Следующее различие касается уже самой исповеди. Процитируем следующий раздел из ККЦ: «Исповедание грехов даже с чисто человеческой точки зрения освобождает нас и облегчает примирение с другими. Признавая грехи, человек смотрит в лицо содеянному, принимает на себя ответственность за грех и тем самым снова открывается Богу и общению Церкви, чтобы сделать возможным новое будущее. Исповедь священнику составляет основную часть Таинства покаяния. Кающиеся должны в исповеди перечислить все смертные грехи, которые они осознают за собой после серьезного испытания совести, даже если эти грехи тайны, ибо иногда грехи эти много глубже ранят душу и более опасны, чем те, что были совершены явно. Многие грехи наносят ущерб ближнему. Нужно сделать все возможное, чтобы возместить ущерб. Например, вернуть украденные вещи, восстановить репутацию оклеветанного человека и сгладить обиды». С этим можно, безусловно, согласиться. Искреннее покаяние подразумевает там, где это возможно, и необходимость восполнения тех наших вин, которые мы имели по отношению к ближнему. Э того требует простая справедливость.
«Но к тому же грех ранит и ослабляет как самого грешника, так и его отношения с Богом и ближними. Отпущение снимает грех, но оно не исправляет беспорядка, вызванного грехом. Восстав от греха, человек должен еще восстановить полностью свое духовное здоровье.

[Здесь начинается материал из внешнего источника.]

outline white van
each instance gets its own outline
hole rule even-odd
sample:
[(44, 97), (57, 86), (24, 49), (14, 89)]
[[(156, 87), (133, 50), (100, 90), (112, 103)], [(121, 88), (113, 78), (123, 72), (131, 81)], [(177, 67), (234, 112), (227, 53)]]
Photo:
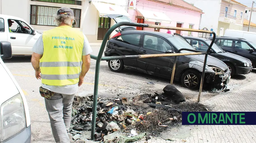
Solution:
[(224, 36), (242, 38), (250, 41), (256, 44), (255, 32), (227, 29), (225, 31)]
[(28, 107), (25, 96), (2, 60), (12, 57), (11, 44), (0, 42), (0, 142), (31, 143)]
[(32, 55), (32, 47), (41, 35), (22, 18), (0, 14), (0, 39), (11, 43), (13, 55)]

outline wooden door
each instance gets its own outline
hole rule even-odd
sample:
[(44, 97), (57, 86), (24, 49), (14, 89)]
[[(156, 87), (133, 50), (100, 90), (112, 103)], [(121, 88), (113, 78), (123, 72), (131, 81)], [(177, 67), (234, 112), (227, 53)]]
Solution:
[[(177, 23), (176, 26), (176, 27), (181, 27), (181, 23)], [(176, 30), (176, 33), (180, 34), (180, 30)]]
[(110, 28), (111, 19), (110, 18), (101, 17), (99, 18), (97, 40), (103, 40), (107, 32)]

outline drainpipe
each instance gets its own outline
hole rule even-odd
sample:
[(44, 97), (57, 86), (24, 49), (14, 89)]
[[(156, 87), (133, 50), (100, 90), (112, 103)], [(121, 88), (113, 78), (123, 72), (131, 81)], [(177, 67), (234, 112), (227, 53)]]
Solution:
[[(201, 25), (201, 20), (202, 20), (202, 14), (200, 14), (200, 20), (199, 20), (199, 28), (198, 28), (199, 29), (200, 29), (200, 26)], [(199, 33), (198, 33), (197, 34), (197, 37), (199, 37)]]

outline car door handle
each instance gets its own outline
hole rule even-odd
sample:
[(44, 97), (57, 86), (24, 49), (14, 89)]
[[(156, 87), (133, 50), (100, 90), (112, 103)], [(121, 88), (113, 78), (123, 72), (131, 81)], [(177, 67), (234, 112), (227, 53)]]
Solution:
[(145, 50), (141, 51), (141, 52), (144, 54), (146, 54), (147, 53), (148, 53), (148, 52), (147, 52)]

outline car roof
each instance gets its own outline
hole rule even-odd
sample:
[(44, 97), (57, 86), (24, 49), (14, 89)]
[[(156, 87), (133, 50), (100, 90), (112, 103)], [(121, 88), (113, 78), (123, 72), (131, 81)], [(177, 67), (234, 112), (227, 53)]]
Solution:
[(18, 20), (23, 21), (25, 20), (22, 18), (20, 18), (19, 17), (16, 17), (16, 16), (11, 16), (11, 15), (5, 15), (5, 14), (0, 14), (0, 17), (2, 18), (5, 18), (7, 19), (13, 19), (15, 20)]
[(183, 37), (185, 38), (191, 38), (193, 39), (196, 39), (197, 40), (201, 40), (203, 41), (205, 41), (205, 40), (210, 40), (209, 39), (205, 38), (201, 38), (201, 37), (195, 37), (193, 36), (183, 36)]
[(159, 36), (163, 36), (165, 37), (169, 37), (173, 36), (174, 36), (173, 34), (169, 34), (168, 33), (146, 30), (125, 30), (121, 31), (121, 33), (122, 34), (128, 34), (129, 33), (139, 33), (140, 34), (143, 34), (143, 33), (146, 33), (148, 34), (152, 34)]
[[(212, 39), (213, 37), (209, 37), (209, 38), (210, 38), (210, 39)], [(246, 41), (247, 42), (251, 42), (251, 41), (247, 40), (245, 39), (241, 38), (235, 38), (234, 37), (228, 37), (226, 36), (217, 36), (216, 37), (216, 38), (215, 39), (229, 39), (230, 40), (241, 40), (242, 41)]]

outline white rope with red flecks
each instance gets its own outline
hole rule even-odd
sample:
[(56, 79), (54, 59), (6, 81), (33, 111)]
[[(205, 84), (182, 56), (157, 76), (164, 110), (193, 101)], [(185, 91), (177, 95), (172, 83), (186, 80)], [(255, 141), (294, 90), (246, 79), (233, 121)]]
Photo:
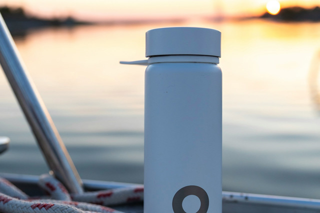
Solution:
[(143, 188), (126, 188), (70, 194), (61, 183), (49, 175), (40, 177), (38, 185), (50, 199), (29, 197), (6, 179), (0, 178), (0, 213), (122, 213), (106, 206), (143, 201)]

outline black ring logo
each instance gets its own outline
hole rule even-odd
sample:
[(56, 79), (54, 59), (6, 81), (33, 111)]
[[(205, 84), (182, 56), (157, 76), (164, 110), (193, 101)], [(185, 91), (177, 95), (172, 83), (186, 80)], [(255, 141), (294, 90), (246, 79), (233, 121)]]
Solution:
[(182, 202), (186, 197), (194, 195), (200, 200), (200, 209), (196, 213), (206, 213), (209, 208), (209, 197), (206, 192), (201, 187), (188, 186), (178, 191), (172, 201), (172, 208), (174, 213), (186, 213), (182, 207)]

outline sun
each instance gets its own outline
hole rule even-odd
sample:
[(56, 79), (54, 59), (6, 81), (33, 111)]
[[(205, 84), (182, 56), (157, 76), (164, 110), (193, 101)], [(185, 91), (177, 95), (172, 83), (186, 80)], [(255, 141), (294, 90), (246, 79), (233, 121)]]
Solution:
[(271, 14), (276, 15), (279, 12), (281, 7), (279, 1), (276, 0), (272, 0), (268, 1), (266, 6), (266, 11)]

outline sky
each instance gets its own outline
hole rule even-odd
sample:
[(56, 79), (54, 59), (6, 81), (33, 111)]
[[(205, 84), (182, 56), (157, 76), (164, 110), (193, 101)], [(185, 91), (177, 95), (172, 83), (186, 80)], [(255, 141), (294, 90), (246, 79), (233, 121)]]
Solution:
[[(250, 16), (266, 12), (269, 0), (0, 0), (0, 4), (22, 6), (43, 17), (72, 16), (90, 20), (172, 18), (217, 15)], [(320, 0), (279, 0), (282, 7), (320, 5)]]

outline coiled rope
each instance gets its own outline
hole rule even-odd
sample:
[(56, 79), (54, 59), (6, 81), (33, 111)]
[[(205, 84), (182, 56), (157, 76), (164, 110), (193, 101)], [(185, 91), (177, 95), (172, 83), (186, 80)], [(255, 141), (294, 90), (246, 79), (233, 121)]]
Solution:
[(6, 180), (0, 178), (2, 213), (123, 213), (106, 206), (143, 201), (143, 188), (126, 188), (70, 194), (64, 186), (50, 175), (40, 177), (39, 186), (49, 197), (32, 198)]

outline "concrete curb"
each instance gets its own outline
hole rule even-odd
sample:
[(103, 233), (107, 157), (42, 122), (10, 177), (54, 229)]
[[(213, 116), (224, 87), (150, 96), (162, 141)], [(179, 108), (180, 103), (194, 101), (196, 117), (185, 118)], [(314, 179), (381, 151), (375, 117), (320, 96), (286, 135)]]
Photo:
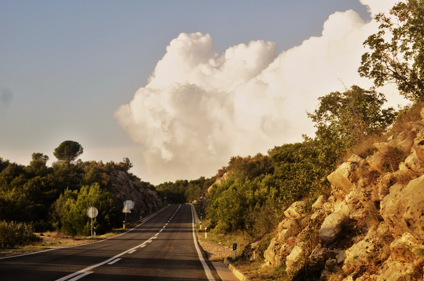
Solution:
[(234, 275), (237, 277), (240, 281), (252, 281), (251, 279), (236, 269), (233, 264), (226, 259), (224, 259), (224, 264), (228, 267), (228, 269), (230, 270), (230, 271), (233, 273)]

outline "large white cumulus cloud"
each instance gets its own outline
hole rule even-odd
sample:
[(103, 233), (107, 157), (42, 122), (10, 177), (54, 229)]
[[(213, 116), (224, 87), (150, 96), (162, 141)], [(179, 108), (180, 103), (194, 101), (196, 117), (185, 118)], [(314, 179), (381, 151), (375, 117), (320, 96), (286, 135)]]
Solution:
[[(373, 13), (387, 12), (394, 1), (363, 2)], [(263, 41), (220, 55), (209, 34), (181, 33), (148, 84), (114, 113), (145, 148), (142, 176), (156, 182), (209, 176), (232, 156), (266, 153), (313, 135), (305, 111), (313, 110), (317, 98), (342, 90), (341, 81), (371, 85), (356, 70), (362, 42), (377, 26), (353, 11), (337, 12), (322, 36), (278, 56), (275, 44)], [(383, 89), (396, 105), (402, 99), (393, 91)]]

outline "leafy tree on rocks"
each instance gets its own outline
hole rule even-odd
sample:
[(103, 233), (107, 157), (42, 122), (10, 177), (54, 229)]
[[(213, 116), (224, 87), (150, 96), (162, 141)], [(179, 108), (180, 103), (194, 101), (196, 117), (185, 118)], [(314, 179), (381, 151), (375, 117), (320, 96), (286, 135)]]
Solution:
[[(394, 83), (401, 94), (412, 100), (424, 98), (424, 1), (399, 2), (374, 19), (379, 30), (364, 42), (371, 53), (362, 55), (361, 76), (374, 80), (377, 86)], [(386, 35), (389, 33), (389, 36)]]
[(82, 154), (84, 149), (73, 140), (65, 140), (55, 149), (53, 155), (58, 160), (69, 165)]

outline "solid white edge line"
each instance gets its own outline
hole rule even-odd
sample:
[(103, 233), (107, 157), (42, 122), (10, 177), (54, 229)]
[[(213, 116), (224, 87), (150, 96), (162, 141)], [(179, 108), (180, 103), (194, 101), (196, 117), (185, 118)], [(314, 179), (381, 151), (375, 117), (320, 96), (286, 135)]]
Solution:
[(202, 265), (203, 266), (203, 269), (205, 270), (205, 273), (206, 273), (206, 277), (207, 277), (208, 280), (209, 281), (215, 281), (213, 276), (212, 276), (212, 273), (211, 272), (211, 270), (209, 269), (209, 267), (208, 266), (208, 265), (206, 264), (206, 262), (205, 261), (204, 259), (203, 258), (202, 252), (200, 251), (199, 246), (197, 245), (197, 240), (196, 240), (196, 229), (194, 227), (194, 215), (193, 213), (193, 205), (191, 205), (191, 204), (190, 205), (192, 207), (191, 217), (192, 219), (193, 240), (194, 240), (194, 246), (196, 247), (196, 251), (197, 251), (197, 255), (199, 256), (199, 259), (200, 260), (200, 262), (202, 263)]
[(14, 256), (3, 256), (3, 257), (0, 258), (0, 259), (8, 259), (9, 258), (14, 258), (14, 257), (17, 257), (17, 256), (27, 256), (28, 255), (32, 255), (32, 254), (34, 254), (34, 253), (42, 253), (43, 252), (47, 252), (47, 251), (53, 251), (53, 250), (60, 250), (61, 249), (67, 249), (68, 248), (72, 248), (74, 247), (78, 247), (78, 246), (82, 246), (83, 245), (86, 245), (87, 244), (94, 244), (95, 243), (98, 243), (99, 242), (103, 242), (103, 241), (106, 241), (106, 240), (108, 240), (109, 239), (110, 239), (111, 238), (114, 238), (115, 237), (117, 237), (118, 236), (120, 236), (121, 235), (123, 235), (123, 234), (125, 234), (126, 233), (129, 232), (130, 231), (131, 231), (131, 230), (133, 230), (134, 229), (137, 228), (137, 227), (138, 227), (139, 226), (143, 224), (143, 223), (144, 223), (145, 222), (146, 222), (146, 221), (147, 221), (148, 220), (150, 220), (151, 218), (153, 218), (155, 216), (156, 216), (156, 215), (157, 215), (159, 213), (162, 212), (162, 211), (163, 211), (164, 210), (165, 210), (165, 209), (166, 209), (168, 207), (169, 207), (170, 206), (171, 206), (171, 205), (170, 204), (169, 204), (168, 205), (168, 206), (166, 206), (166, 207), (164, 207), (163, 209), (162, 209), (161, 210), (160, 210), (159, 212), (158, 212), (156, 213), (156, 214), (154, 214), (154, 213), (153, 213), (153, 215), (153, 215), (150, 218), (149, 218), (148, 219), (146, 220), (145, 220), (144, 221), (143, 221), (142, 223), (140, 223), (139, 224), (138, 224), (138, 225), (137, 225), (136, 226), (134, 226), (133, 228), (131, 229), (130, 229), (128, 231), (126, 231), (125, 232), (123, 232), (123, 233), (121, 233), (120, 234), (118, 234), (118, 235), (115, 235), (114, 236), (112, 236), (112, 237), (109, 237), (109, 238), (105, 238), (104, 239), (103, 239), (102, 240), (99, 240), (99, 241), (96, 241), (95, 242), (89, 242), (88, 243), (84, 243), (84, 244), (80, 244), (79, 245), (75, 245), (74, 246), (68, 246), (68, 247), (62, 247), (60, 248), (53, 248), (53, 249), (47, 249), (47, 250), (43, 250), (42, 251), (37, 251), (36, 252), (31, 252), (31, 253), (22, 253), (22, 254), (21, 254), (20, 255), (15, 255)]
[(81, 275), (78, 275), (76, 277), (74, 277), (72, 279), (70, 280), (69, 281), (75, 281), (76, 280), (78, 280), (81, 277), (84, 277), (86, 275), (88, 275), (90, 273), (93, 273), (92, 271), (88, 271), (88, 272), (85, 272), (83, 273), (82, 274), (81, 274)]
[(115, 263), (115, 262), (117, 262), (118, 261), (119, 261), (120, 259), (122, 259), (122, 258), (118, 258), (118, 259), (115, 259), (114, 260), (110, 262), (108, 262), (107, 264), (113, 264)]
[[(170, 205), (168, 205), (168, 206), (169, 206)], [(162, 210), (164, 210), (164, 209), (165, 209), (165, 208), (164, 208), (163, 209), (162, 209)], [(157, 214), (159, 214), (159, 212), (157, 213), (156, 215)], [(154, 217), (154, 216), (152, 216), (150, 218), (153, 218), (153, 217)], [(150, 218), (149, 218), (149, 220), (150, 220)], [(145, 221), (143, 222), (142, 223), (140, 223), (140, 224), (139, 224), (138, 226), (136, 226), (134, 228), (132, 229), (130, 229), (129, 230), (128, 230), (128, 231), (127, 231), (127, 232), (128, 232), (128, 231), (130, 231), (131, 230), (132, 230), (136, 228), (136, 227), (137, 227), (139, 226), (140, 226), (143, 223), (144, 223), (145, 222), (146, 222), (148, 220), (145, 220)], [(124, 233), (123, 233), (123, 234), (124, 234), (124, 233), (126, 233), (127, 232), (124, 232)], [(117, 236), (118, 235), (117, 235)], [(114, 236), (114, 237), (116, 237), (116, 236)], [(151, 241), (152, 239), (154, 239), (153, 237), (155, 237), (155, 236), (153, 236), (153, 237), (151, 237), (148, 240), (146, 240), (146, 241), (144, 241), (144, 242), (143, 242), (142, 244), (140, 244), (139, 245), (138, 245), (138, 246), (136, 246), (134, 247), (131, 248), (129, 250), (127, 250), (127, 251), (125, 251), (121, 253), (118, 254), (117, 255), (115, 256), (112, 257), (110, 259), (107, 259), (107, 260), (105, 261), (104, 262), (100, 262), (100, 263), (98, 263), (98, 264), (94, 264), (94, 265), (92, 265), (91, 266), (89, 266), (88, 267), (86, 267), (86, 268), (84, 268), (84, 269), (81, 269), (81, 270), (78, 270), (78, 271), (77, 271), (76, 272), (74, 272), (73, 273), (71, 273), (70, 274), (69, 274), (68, 275), (67, 275), (66, 276), (64, 276), (63, 277), (62, 277), (61, 278), (59, 278), (59, 279), (56, 279), (55, 281), (64, 281), (65, 280), (67, 280), (67, 279), (70, 278), (71, 277), (74, 276), (75, 275), (77, 275), (79, 274), (79, 273), (84, 273), (84, 272), (86, 272), (88, 271), (89, 270), (91, 270), (93, 268), (95, 268), (95, 267), (97, 267), (98, 266), (100, 266), (100, 265), (103, 265), (103, 264), (106, 264), (106, 263), (107, 263), (108, 262), (109, 262), (111, 261), (112, 261), (112, 260), (113, 260), (113, 259), (116, 259), (116, 258), (119, 257), (121, 256), (122, 256), (123, 255), (126, 254), (126, 253), (128, 253), (129, 251), (132, 251), (132, 250), (134, 250), (135, 249), (137, 249), (137, 248), (138, 248), (139, 247), (141, 247), (143, 245), (145, 244), (146, 243), (148, 243), (148, 242), (152, 242), (152, 241)], [(103, 241), (103, 240), (101, 240), (101, 241)]]

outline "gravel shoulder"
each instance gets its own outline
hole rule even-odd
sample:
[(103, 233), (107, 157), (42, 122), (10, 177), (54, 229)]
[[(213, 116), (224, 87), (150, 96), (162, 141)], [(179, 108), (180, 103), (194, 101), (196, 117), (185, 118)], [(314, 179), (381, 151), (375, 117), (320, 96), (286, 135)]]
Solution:
[(204, 239), (204, 234), (197, 232), (199, 244), (203, 248), (210, 261), (223, 260), (224, 258), (232, 254), (232, 249), (228, 247), (221, 246), (215, 242), (209, 242)]
[(99, 236), (98, 238), (96, 239), (75, 238), (65, 235), (55, 235), (51, 237), (41, 236), (40, 238), (42, 238), (43, 240), (34, 245), (16, 248), (0, 248), (0, 257), (9, 256), (16, 256), (16, 255), (28, 253), (49, 249), (62, 248), (82, 244), (91, 243), (99, 240), (102, 240), (117, 234), (113, 234), (112, 235), (108, 236), (102, 235)]

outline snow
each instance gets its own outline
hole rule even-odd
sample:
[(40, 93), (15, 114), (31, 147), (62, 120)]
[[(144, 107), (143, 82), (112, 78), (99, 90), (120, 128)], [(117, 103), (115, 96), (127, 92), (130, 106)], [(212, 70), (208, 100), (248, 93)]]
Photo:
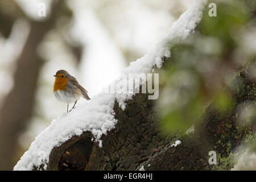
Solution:
[(175, 141), (175, 142), (174, 142), (174, 143), (172, 144), (172, 145), (171, 146), (171, 147), (176, 147), (178, 145), (181, 144), (181, 141), (177, 140)]
[[(155, 66), (161, 67), (162, 57), (171, 56), (170, 47), (187, 38), (195, 29), (201, 20), (207, 2), (207, 0), (194, 1), (191, 7), (173, 23), (163, 40), (144, 57), (131, 63), (122, 73), (126, 75), (147, 73)], [(115, 80), (115, 85), (121, 85), (120, 77)], [(135, 91), (139, 88), (139, 85), (135, 85), (134, 87)], [(119, 87), (119, 89), (122, 88)], [(61, 145), (72, 136), (80, 135), (86, 131), (92, 132), (94, 139), (99, 142), (101, 147), (101, 136), (114, 129), (117, 122), (114, 118), (113, 109), (115, 100), (119, 102), (119, 106), (125, 109), (125, 102), (135, 94), (135, 92), (127, 94), (118, 93), (119, 92), (105, 93), (102, 90), (71, 112), (63, 114), (57, 119), (53, 120), (51, 125), (36, 137), (14, 169), (32, 170), (34, 166), (38, 167), (42, 164), (44, 164), (44, 168), (46, 169), (49, 155), (53, 147)], [(180, 143), (180, 140), (177, 140), (174, 146)]]

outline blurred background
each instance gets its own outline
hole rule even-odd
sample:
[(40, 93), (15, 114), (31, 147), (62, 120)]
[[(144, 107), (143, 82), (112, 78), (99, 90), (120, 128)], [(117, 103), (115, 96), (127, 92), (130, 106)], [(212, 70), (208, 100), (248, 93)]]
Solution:
[[(255, 56), (253, 12), (234, 2), (218, 11), (218, 19), (225, 20), (216, 20), (213, 26), (209, 23), (212, 20), (204, 19), (199, 28), (204, 36), (179, 45), (184, 56), (174, 57), (179, 61), (160, 73), (160, 84), (166, 86), (159, 101), (163, 108), (156, 109), (163, 110), (166, 126), (174, 127), (170, 121), (177, 121), (177, 113), (191, 110), (205, 98), (202, 85), (206, 85), (206, 92), (217, 92), (223, 80), (228, 82), (230, 65), (239, 67), (241, 60)], [(76, 77), (93, 98), (130, 62), (153, 48), (192, 2), (0, 1), (0, 170), (13, 169), (36, 135), (65, 111), (66, 105), (53, 93), (53, 75), (57, 70)], [(38, 15), (42, 5), (46, 5), (45, 17)], [(228, 52), (232, 56), (225, 61)], [(214, 77), (220, 68), (221, 74)], [(186, 78), (189, 79), (180, 85), (179, 79)], [(225, 93), (217, 98), (227, 107)], [(77, 105), (84, 101), (80, 100)], [(251, 113), (246, 115), (255, 118), (255, 104), (249, 107)], [(190, 118), (197, 117), (189, 114)], [(256, 163), (251, 162), (256, 161), (254, 148), (246, 151), (236, 169), (256, 169)]]

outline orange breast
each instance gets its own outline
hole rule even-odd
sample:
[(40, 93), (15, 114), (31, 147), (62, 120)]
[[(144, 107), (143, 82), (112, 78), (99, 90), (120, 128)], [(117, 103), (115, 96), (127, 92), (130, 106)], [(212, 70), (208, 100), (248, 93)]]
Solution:
[(67, 78), (56, 77), (53, 86), (53, 92), (56, 92), (57, 90), (65, 90), (67, 88), (68, 80), (68, 79)]

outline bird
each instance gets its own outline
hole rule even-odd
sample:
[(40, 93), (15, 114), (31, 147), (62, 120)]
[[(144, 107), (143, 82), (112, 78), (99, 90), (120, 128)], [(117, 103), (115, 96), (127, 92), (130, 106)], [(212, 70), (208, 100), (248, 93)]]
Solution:
[(55, 77), (55, 82), (53, 85), (53, 93), (56, 98), (60, 101), (68, 104), (67, 113), (68, 113), (68, 105), (71, 103), (75, 102), (74, 107), (77, 100), (82, 97), (86, 100), (90, 100), (88, 93), (82, 86), (81, 86), (75, 77), (70, 75), (67, 71), (64, 69), (59, 70), (53, 75)]

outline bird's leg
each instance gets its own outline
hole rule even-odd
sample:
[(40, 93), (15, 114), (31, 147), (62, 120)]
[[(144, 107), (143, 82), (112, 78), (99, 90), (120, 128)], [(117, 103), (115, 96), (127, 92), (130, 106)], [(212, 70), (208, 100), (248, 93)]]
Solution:
[(74, 109), (75, 106), (76, 105), (76, 102), (77, 102), (77, 100), (76, 100), (76, 102), (75, 102), (75, 104), (74, 104), (74, 105), (73, 106), (72, 109), (71, 109), (70, 110), (69, 112), (70, 112), (71, 111), (72, 111), (73, 109)]
[[(75, 104), (74, 104), (74, 106), (73, 106), (73, 107), (72, 107), (72, 109), (74, 109), (74, 107), (75, 107), (75, 106), (76, 105), (76, 102), (77, 102), (77, 100), (76, 100), (76, 102), (75, 102)], [(71, 110), (72, 110), (72, 109), (71, 109)]]

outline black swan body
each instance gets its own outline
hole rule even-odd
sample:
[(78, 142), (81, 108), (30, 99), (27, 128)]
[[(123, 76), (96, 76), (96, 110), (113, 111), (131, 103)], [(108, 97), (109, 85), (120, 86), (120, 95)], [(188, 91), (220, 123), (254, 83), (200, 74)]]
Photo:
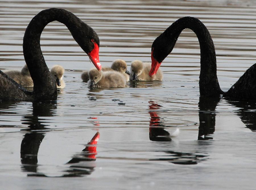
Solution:
[(57, 21), (67, 27), (74, 39), (89, 56), (95, 67), (101, 69), (99, 58), (100, 40), (93, 29), (73, 13), (53, 8), (42, 11), (30, 21), (24, 35), (23, 53), (34, 84), (27, 90), (0, 71), (0, 100), (48, 101), (57, 99), (55, 81), (41, 51), (41, 33), (49, 23)]
[(214, 45), (206, 27), (198, 19), (190, 17), (180, 18), (157, 37), (152, 45), (151, 69), (149, 76), (157, 71), (164, 59), (172, 50), (178, 38), (186, 28), (196, 35), (200, 46), (201, 69), (199, 80), (200, 95), (219, 96), (240, 100), (256, 100), (256, 63), (251, 66), (226, 92), (220, 89), (217, 76)]

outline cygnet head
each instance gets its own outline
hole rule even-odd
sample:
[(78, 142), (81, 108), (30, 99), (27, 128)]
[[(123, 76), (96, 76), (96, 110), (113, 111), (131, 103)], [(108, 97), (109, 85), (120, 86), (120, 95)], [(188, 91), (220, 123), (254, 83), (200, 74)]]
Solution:
[(63, 77), (64, 71), (64, 68), (58, 65), (54, 65), (51, 69), (51, 73), (58, 86), (60, 86), (60, 81)]
[(93, 68), (89, 71), (89, 75), (91, 81), (90, 87), (92, 88), (95, 84), (97, 84), (101, 79), (102, 72), (96, 68)]
[(131, 74), (130, 72), (127, 71), (127, 65), (123, 59), (116, 59), (114, 61), (111, 69), (113, 70), (122, 73)]
[(22, 69), (21, 69), (20, 72), (21, 74), (23, 75), (30, 75), (30, 73), (29, 73), (29, 71), (28, 71), (28, 66), (27, 66), (26, 65), (25, 65), (24, 66), (24, 67), (23, 67)]
[(133, 80), (137, 80), (138, 76), (142, 73), (143, 63), (139, 60), (135, 60), (131, 65), (131, 73), (133, 76)]

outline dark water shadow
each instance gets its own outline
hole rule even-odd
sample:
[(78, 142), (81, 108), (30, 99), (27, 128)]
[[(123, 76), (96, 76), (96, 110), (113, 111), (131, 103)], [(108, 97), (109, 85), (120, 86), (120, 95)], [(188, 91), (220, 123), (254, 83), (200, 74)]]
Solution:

Он должен, таким образом, сделать еще что-то, чтобы исправить свою вину, соответствующим образом принести удовлетворение и умилостивить за свои грехи». Вот здесь различие. Речь идет не только о восполнении своей вины по отношению к ближнему, что нравственно оправданно и что, безусловно, требуется нравственным богословием, аскетикой, каноникой Православной Церкви. Речь идет еще о том, что по принесении покаяния, для того чтобы оно было действительным и действенным, человек должен принести еще и удовлетворение, сатисфакцию Богу за соделанные им грехи. Здесь мы видим очевидное различие между православием и католичеством. Дело в том, что по католическому пониманию в Таинстве покаяния вина греха прощается полностью, а наказание греха прощается только частично. Наказание за грех, или кара греха, прощается в той части, в какой человек сам не может удовлетворить Богу и считает, что за это принесена искупительная жертва Христом Спасителем. А вот в отношении той части грехов, за которые человек может удовлетворить Богу своими делами, он и должен это сделать. В католическом понимании хотя бы и сохранялся термин «епитимья», но эта епитимья будет решительно отличной от того, что есть в Православной Церкви. В Православной Церкви епитимья — это лекарство, которое помогает человеку избавиться от мучающей его греховной болезни, от мучающей его страсти. Человек имеет страсть винопития, кается в ней, но понятно, что само по себе исповедание греха еще не освободит его от этой страсти. Ему дается некоторая епитимья: должен не причащаться какой-то период, творить сугубую молитву, земные поклоны, совершать те или иные дела благочестия. И когда он на определенном временном промежутке будет выполнять эту епитимью, то она и поможет отстать от той страсти, с которой он был связан. В католическом понимании епитимья — это прежде всего способ принесения Богу удовлетворения, то есть фактически наказание, которое человек должен понести за соделанные им грехи.
Отсюда такой пассаж ККЦ: «Епитимья должна в максимальной степени соответствовать тяжести и природе содеянных грехов». Понятно, что если нужно точно вымерить, за какое наказание какое нужно удовлетворение, то епитимья должна точно соответствовать. «Она может состоять в молитве, в приношении, то есть жертве, в делах милосердия, а главное, в добровольных лишениях, в жертвах, в терпеливом принятии креста, который мы должны нести». С точки зрения формы все правильно, но с точки зрения содержания все вышеперечисленное воспринимается именно как удовлетворение правде Божией, то есть как принесение наказания, а не как лекарство.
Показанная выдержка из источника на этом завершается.